Na het middagmaal, toen er een flauw straaltje zon vanachter een wolk piepte, kregen wij prompt visioenen van goudgele stranden en branding gekabbel. Naar de dichtsbijzijnde koude kust dan maar, de Mont Saint Michel. Natuurlijk niet de Mont zelf, die was zo dicht als een pot zoals we al dachten, maar er omheen toch, door de marais waar de meeuwen krijsend overheen scheren en de pré-salés schapen lopen te grazen, die we al van een afstand roken, over wiebelige paadjes voornamelijk voor fietsers bedoeld. Weer een stukje kust waar we nooit geweest waren. Volgende keer de fietsen mee op het dak, of de rubberlaarzen mee, zodat we door de slik nog een stukje verder naar het beroemde bergje kunnen lopen. Deze keer waren we lui en er niet op gekleed. Altijd een andere smoes...
We waren weer voor de thee met chocola thuis. Uitwaaien is voor de anderen. De meegebrachte mondkapjes bleven in de tas.

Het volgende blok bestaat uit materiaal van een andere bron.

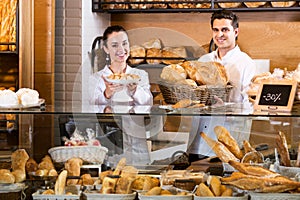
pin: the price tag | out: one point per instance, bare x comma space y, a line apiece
276, 96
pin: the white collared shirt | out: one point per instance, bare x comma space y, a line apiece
240, 69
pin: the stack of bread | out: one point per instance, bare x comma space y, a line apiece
226, 147
154, 52
17, 174
196, 73
8, 9
23, 97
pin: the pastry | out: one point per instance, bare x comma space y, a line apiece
46, 163
8, 98
253, 170
137, 51
283, 149
73, 168
27, 96
60, 183
225, 137
31, 165
6, 176
19, 159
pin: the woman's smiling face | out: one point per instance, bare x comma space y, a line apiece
118, 47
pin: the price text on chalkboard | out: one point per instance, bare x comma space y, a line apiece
275, 95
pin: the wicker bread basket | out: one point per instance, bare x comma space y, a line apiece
173, 92
91, 154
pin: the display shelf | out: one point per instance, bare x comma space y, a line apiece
187, 6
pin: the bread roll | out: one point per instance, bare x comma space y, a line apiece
6, 176
154, 43
46, 163
173, 52
137, 51
283, 3
19, 175
283, 150
109, 185
220, 149
206, 73
8, 98
173, 73
87, 179
31, 165
27, 96
73, 168
153, 52
229, 5
60, 183
225, 137
19, 159
254, 4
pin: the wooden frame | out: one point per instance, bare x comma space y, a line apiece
276, 96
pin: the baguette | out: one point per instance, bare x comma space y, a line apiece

Een paar uur uit je omgeving geeft je wel een vrij gevoel. Daar in het bijna verlaten moeras lopen de paar mensen die je tegenkomt zonder kapje, maar zodra je weer in de bewoonde wereld komt, in het kleinste dorp of stadje, iedereen verstopt achter een lap. Zelfs in huis, als er per ongeluk iemand komt, dragen zowel bezoeker als ontvanger een beschermend kapje. Meestal wordt de conversatie echter buiten, voor de deur gevoerd, op een meter afstand.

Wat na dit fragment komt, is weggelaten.